On Darfur, the UK government has spoken of its concern for human rights, and has certainly been a generous donor to humanitarian relief. Yet Blair's government seems unable to even accept that the Janjaweed militia is acting at the direction of the Sudanese government. In addition, the Sudanese government's security chief Gen Salah Abdallah, who is accused of supporting ethnic cleansing in Darfur and should be facing charges of war crimes and crimes against humanity, has been granted two visas over the past year to enter the UK for treatment at a private hospital in London.

Between 1990 and 1996 Abdallah was Osama bin Laden's main escort when he lived in Sudan. Since 2003 he has organised and carried out the brutal counter-insurgency operation in Darfur where thousands have been raped and killed by marauding Janjaweed militia, and several million displaced.

One person is killed every minute by the use of conventional weapons, and the UK government has been very supportive at the UN regarding the urgent need for a legally binding arms trade treaty. Yet, at Blair's direction, Britain's Serious Fraud Office dropped a corruption probe into an arms deal with Saudi Arabia after warnings that it could damage "national and international security". The attorney general said the decision had been made in the wider public interest, saying Blair had agreed that the continuation of the investigation would cause "serious damage" to relations between the UK and Saudi Arabia.
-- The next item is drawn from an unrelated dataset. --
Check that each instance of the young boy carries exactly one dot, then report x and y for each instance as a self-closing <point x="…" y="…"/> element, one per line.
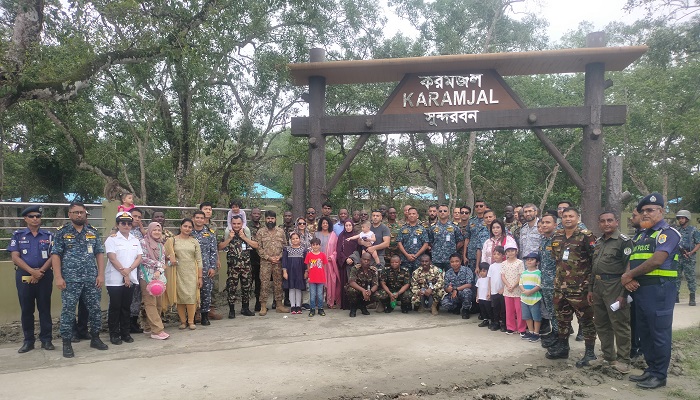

Prospective prime minister Gordon Brown said this week he would try to rebalance the UK's foreign policy, in part "to rid the government of the political stain" of Iraq. If this commitment is to have any legitimacy, the UK must address its own serious failings, and challenge its friends as well as its enemies if they abuse human rights. It must stand up for the rule of international law whatever the politics of the "war on terror" suggest, and it must be seen to uphold its own obligations. In recent years the UK has too often failed to do so.

Seán Love is executive director of Amnesty International's Irish section.